GSA releases finalized federal data skills catalog and ethics framework
The General Services Administration released a finalized data skills catalog and ethics framework to assist agencies in developing data management competencies and officials in making ethical decisions under the Federal Data Strategy.
The Federal Chief Data Officers Council will maintain the skills catalog and work with the Interagency Council on Statistical Policy to review and update the ethics framework every 24 months.
Publishing both documents fulfills Actions 13 and 14 of the Federal Data Strategy 2020 Action Plan, after months of work by governments data experts.
The catalog consists of two parts: a common vocabulary of data roles and skills in the federal data ecosystem, as well as select data training and course opportunities across agencies. Resources are also provided to help agencies develop training programs of their own.
A focus group of data experts from nine agencies created the catalog.
Meanwhile, GSA formed an interagency team of 14 leaders across government to craft a framework that will guide the ethical acquisition, management and use of data.
The framework has seven tenets to promote accountability among officials throughout the data lifecycle:
- uphold applicable statutes, regulations, professional practices, and ethical standards;
- respect the public, individuals, and communities;
- respect privacy and confidentiality;
- act with honesty, integrity, and humility;
- hold oneself and others accountable;
- promote transparency; and
- stay informed of developments in the fields of data management and data science.
The framework also includes two use cases of ethical considerations with data encountered in federal work: artificial intelligence and bias, as well as dissemination and impacts. The open-ended scenarios are intended to make readers think about the issues at play.

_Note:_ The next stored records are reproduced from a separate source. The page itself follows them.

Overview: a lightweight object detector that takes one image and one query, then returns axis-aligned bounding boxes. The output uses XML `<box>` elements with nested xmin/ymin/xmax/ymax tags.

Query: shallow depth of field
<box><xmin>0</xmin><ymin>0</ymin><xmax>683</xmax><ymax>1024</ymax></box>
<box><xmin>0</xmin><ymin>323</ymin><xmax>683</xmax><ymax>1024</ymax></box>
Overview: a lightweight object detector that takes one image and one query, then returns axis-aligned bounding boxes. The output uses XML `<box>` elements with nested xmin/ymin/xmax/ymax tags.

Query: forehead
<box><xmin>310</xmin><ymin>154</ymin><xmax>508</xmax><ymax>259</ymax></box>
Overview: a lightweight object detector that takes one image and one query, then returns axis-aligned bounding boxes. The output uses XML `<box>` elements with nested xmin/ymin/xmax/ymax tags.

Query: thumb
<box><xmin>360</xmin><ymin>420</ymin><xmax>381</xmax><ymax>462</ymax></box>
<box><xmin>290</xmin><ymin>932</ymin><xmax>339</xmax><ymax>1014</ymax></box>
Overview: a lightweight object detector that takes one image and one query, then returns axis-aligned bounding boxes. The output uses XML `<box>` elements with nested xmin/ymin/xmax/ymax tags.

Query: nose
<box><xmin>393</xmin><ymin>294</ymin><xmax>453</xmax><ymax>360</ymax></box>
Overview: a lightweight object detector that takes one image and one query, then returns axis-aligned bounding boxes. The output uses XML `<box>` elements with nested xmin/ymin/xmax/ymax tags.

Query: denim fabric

Agencies completed 15 milestones within the Federal Data Strategy 2020 Action Plan as of Sept. 30. Of the 24 Chief Financial Officers Act agencies, 19 took initial steps to identify the data they need to answer priority questions.
Meanwhile, 36 agencies documented how their data governance bodies receive authority, and 32 participated in data maturity assessment trainings. Of those, 20 agencies documented the outcomes of their initial assessments.
The Federal Technology Investment Management Community of Practice developed an IT spending transparency maturity assessment model, while the Federal Committee on Statistical Methodology completed a report on data reporting best practices.